Into the Impossible With Brian Keating
Science:Natural Sciences
In 2009, Kaltenegger realized that a telescope like JWST would see only tiny signals from atmospheric gases during each transit, so in order to achieve any statistical certainty, astronomers would need to observe dozens or even hundreds of transits, which would take years. Acting on this insight, astronomers started to seek Earths in close orbits around dimmer, colder red dwarf stars, where atmospheric signals will be less drowned out by starlight and transits repeat more frequently.
In 2017, astronomers announced the discovery of seven rocky planets around a red dwarf star called TRAPPIST-1. Then in September, the SPECULOOS-2 system emerged as a backup. These stars are close. They’re dim and red. They each have multiple rocky planets that transit. And as of the summer, the JWST is up and running even better than expected. It will spend a sizable fraction of the next five years staring hard at these messy globes of rock and chemicals spinning around their strange stars. For theoreticians like Kaltenegger who went from daydreaming of alternate Earths to churning out predictions about their atmospheric chemistry, decades of anticipation have given way to a slow fade-in of squiggly spectra on computer monitors.
The goal at the time was to compare spectra from rocky, temperate planets to what Earth’s spectrum would look like from far away, seeking conspicuous signals like a surplus of oxygen due to widespread photosynthesis. Kaltenegger’s objection was that, for the first 2 billion years of Earth’s existence, its atmosphere had no oxygen. Then it took another billion years for oxygen to build up to high levels. And this biosignature hit its highest concentration not in Earth’s present-day spectrum, but during a short window in the late Cretaceous Period when proto-birds chased giant insects through the skies.
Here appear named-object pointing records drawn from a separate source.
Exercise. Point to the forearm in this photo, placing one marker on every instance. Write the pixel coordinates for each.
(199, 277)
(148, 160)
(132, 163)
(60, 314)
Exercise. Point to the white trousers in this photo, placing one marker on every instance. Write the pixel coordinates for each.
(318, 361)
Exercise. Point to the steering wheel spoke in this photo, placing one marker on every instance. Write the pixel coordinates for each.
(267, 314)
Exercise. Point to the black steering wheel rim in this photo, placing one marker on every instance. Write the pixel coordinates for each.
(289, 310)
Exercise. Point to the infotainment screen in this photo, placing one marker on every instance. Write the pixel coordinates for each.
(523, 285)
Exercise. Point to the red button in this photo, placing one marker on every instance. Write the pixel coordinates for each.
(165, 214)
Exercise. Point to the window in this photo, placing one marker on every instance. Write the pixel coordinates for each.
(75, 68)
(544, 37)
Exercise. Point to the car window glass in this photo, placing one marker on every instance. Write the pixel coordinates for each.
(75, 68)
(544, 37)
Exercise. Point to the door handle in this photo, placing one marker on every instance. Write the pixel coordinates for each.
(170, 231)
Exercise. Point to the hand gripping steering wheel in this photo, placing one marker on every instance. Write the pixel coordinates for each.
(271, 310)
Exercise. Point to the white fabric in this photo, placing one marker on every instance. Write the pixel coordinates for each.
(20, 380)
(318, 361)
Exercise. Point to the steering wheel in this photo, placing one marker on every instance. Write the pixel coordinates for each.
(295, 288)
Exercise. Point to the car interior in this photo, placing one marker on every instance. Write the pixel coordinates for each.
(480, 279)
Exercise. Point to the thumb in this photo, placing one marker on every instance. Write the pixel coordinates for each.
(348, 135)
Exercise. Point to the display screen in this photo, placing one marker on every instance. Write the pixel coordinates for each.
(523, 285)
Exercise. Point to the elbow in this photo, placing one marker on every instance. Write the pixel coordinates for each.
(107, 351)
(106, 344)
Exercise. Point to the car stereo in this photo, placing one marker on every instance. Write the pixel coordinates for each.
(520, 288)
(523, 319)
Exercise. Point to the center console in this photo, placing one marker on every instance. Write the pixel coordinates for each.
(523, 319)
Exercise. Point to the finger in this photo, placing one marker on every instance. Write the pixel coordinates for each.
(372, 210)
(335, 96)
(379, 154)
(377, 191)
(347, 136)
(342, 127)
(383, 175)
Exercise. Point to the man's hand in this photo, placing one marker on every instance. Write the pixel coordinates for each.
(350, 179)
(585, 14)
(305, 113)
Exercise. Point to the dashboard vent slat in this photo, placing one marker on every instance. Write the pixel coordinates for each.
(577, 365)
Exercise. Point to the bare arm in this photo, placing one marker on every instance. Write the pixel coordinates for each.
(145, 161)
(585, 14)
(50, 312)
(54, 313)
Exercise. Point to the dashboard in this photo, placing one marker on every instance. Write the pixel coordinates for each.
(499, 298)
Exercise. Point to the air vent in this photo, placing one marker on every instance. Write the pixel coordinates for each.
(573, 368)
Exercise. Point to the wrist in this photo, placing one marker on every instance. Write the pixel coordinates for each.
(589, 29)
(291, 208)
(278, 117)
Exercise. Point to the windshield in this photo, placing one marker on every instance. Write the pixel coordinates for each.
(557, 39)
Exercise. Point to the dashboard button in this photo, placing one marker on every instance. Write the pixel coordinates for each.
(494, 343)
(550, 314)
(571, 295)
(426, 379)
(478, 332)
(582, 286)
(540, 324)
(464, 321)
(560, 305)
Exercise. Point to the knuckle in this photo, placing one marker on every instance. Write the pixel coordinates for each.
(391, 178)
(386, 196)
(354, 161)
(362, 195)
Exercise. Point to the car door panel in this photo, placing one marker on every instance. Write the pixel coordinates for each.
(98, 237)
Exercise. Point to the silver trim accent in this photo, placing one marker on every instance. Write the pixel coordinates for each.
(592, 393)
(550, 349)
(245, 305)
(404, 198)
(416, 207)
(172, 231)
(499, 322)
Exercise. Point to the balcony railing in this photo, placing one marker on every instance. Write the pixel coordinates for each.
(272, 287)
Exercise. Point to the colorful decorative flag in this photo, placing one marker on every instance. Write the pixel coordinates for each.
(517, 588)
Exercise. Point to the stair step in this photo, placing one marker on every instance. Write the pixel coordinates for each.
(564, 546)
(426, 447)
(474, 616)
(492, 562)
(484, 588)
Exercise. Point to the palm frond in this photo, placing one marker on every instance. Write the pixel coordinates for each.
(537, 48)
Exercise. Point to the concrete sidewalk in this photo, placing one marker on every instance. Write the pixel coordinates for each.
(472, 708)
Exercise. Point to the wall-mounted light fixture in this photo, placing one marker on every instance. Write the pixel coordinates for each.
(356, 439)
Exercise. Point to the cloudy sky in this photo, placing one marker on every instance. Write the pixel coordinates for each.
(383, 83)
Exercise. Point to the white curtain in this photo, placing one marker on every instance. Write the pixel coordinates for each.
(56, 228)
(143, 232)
Without a good theoretical model for how Earth’s own spectrum has changed, Kaltenegger feared, the big planet-finding missions could easily miss a living world that didn’t match a narrow temporal template. She needed to envision Earth as an exoplanet evolving through time. To do this, she adapted one of the first global climate models, developed by the geoscientist James Kasting, which still includes references to the 1970s magnetic-tape era it originated in. Kaltenegger developed this code into a bespoke tool that can analyze not only Earth through time but also radically alien scenarios, and it remains her lab’s workhorse.